New York-based Blackstone, best known as a private equity
shop, filed registration documents with the Securities and
Exchange Commission earlier this week to launch the Blackstone
Alternative Investment Funds.
The new offerings will put money into alternative
investments including global macro strategies, opportunistic
trading strategies, quantitative strategies and managed futures
strategies, the regulatory filing says.
Investment advisors, consultants, broker dealers and other
financial intermediaries will be able to offer the funds to
retail clients, the registration statement says.
The move comes at a time when investors - including the
ultrawealthy, who have long had access to hedge funds - are now
balking at the high fees that many hedge fund managers charge
while delivering only modest returns.
Normally hedge funds charge a performance fee and a
management fee.

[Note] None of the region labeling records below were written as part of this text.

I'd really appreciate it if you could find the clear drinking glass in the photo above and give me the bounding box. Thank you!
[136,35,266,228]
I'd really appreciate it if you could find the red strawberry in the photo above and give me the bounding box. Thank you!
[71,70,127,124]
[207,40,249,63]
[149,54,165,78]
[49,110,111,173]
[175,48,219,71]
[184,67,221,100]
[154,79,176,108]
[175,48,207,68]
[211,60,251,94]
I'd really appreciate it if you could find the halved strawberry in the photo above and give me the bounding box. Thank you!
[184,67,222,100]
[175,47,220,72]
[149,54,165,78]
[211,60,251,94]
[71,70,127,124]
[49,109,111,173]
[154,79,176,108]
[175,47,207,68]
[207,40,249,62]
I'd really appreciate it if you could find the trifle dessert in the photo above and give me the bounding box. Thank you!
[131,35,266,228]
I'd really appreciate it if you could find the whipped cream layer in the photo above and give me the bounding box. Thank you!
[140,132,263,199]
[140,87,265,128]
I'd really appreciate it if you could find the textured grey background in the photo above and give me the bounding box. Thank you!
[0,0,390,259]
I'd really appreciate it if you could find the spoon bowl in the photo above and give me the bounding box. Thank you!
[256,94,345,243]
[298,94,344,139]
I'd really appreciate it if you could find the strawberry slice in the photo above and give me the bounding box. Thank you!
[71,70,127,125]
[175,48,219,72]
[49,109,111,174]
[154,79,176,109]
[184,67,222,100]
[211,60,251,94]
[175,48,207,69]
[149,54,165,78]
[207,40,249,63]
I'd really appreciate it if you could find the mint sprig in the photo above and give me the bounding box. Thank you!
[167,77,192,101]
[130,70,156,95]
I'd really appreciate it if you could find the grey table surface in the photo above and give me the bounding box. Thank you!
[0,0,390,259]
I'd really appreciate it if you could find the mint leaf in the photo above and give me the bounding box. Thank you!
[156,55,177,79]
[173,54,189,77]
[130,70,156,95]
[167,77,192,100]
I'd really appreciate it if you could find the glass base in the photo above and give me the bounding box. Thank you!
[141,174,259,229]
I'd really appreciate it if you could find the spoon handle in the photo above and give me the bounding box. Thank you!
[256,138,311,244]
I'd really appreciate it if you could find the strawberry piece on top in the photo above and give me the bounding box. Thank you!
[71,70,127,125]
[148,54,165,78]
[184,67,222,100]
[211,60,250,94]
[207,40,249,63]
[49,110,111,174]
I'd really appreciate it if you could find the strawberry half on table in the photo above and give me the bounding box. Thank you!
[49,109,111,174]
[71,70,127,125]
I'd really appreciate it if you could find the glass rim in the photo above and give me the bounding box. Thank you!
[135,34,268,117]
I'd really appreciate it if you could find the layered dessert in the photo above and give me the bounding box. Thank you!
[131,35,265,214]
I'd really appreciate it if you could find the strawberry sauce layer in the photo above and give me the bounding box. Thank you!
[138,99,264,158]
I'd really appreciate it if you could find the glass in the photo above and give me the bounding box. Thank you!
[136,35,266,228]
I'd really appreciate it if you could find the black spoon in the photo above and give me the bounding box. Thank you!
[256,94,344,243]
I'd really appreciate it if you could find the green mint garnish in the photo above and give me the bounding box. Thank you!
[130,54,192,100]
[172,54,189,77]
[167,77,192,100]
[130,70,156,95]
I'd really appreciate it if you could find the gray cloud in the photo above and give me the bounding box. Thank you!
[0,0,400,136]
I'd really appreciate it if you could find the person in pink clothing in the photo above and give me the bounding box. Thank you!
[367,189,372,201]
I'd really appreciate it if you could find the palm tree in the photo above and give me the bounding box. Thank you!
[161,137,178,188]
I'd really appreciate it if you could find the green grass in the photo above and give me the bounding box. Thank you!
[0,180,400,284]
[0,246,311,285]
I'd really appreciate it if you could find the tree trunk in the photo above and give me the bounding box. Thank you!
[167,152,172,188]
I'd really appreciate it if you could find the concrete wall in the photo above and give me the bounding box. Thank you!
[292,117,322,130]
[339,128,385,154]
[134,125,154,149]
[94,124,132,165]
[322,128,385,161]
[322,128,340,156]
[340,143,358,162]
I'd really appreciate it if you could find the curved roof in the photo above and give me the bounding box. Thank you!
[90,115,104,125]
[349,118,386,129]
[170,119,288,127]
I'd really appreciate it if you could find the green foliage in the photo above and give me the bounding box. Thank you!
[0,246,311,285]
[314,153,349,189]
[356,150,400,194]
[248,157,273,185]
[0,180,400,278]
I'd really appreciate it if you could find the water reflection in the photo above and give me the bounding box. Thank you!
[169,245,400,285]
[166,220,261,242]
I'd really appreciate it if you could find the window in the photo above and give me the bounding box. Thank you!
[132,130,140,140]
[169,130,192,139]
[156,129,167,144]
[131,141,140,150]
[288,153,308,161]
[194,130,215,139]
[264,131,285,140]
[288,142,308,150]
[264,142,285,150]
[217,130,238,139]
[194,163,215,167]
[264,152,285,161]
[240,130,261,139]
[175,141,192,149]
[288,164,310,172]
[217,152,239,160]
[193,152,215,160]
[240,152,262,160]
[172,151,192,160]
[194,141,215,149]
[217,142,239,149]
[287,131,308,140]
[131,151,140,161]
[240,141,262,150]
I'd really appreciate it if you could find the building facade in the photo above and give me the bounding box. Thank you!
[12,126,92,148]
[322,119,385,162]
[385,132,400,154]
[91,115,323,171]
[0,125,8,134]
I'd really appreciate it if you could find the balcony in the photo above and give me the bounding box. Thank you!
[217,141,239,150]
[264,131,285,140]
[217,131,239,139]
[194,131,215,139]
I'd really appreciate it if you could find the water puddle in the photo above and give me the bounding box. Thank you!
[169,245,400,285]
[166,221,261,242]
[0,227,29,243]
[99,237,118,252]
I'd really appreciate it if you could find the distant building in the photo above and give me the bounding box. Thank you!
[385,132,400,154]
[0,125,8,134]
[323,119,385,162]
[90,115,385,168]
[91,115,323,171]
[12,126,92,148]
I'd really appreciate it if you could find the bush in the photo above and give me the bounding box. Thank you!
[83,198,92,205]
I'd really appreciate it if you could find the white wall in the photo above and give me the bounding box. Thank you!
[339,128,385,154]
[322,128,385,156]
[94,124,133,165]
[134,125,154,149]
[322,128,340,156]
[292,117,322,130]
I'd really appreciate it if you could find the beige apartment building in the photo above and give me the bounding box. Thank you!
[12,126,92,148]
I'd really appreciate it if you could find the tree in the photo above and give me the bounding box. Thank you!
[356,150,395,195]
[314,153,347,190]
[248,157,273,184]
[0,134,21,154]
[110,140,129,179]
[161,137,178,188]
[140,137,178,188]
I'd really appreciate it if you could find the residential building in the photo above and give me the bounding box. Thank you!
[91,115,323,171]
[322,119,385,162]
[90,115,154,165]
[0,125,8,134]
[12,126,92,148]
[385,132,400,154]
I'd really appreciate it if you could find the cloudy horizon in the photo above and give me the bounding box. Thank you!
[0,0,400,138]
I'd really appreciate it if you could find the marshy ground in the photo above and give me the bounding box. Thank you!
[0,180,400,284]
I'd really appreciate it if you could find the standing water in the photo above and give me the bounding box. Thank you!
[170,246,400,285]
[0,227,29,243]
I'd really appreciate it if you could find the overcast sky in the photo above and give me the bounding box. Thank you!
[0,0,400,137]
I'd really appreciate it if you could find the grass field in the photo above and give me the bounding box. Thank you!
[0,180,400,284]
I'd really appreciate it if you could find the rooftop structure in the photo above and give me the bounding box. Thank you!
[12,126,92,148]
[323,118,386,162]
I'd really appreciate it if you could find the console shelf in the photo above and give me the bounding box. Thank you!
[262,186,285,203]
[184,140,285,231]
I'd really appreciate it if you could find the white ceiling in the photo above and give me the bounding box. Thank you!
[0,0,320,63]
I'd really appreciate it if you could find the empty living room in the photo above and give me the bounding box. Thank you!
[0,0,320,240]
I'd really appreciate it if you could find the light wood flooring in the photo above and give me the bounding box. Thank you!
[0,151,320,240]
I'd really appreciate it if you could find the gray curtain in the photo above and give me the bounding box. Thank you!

Mutual funds traditionally charge only
"People just don't want to put up with the lockups and the
layers and layers of fees," said Brad Alford, chief investment
officer at Alpha Capital which offers two hedged mutual funds.
The Alpha Opportunistic Growth fund and the Alpha Defensive
Growth funds are ranked as the top performers in this space by
industry research firm Morningstar.com.
Blackstone, which already has two closed-end mutual funds
that are publicly listed, did not yet specify how much investors
will need to commit to this new offering or how much it will
earn in fees.
With the filing, Blackstone becomes the latest firm to offer
retail investors access to alternative investments.
Kohlberg Kravis Roberts filed registration documents in July
for two mutual funds and BlackRock has been in the market with
retail alternatives funds for more than a year.
Large firms are moving quickly to satisfy investors who are
demanding better investment options as well as to diversify the
way they make money at time deal-making has been slowing.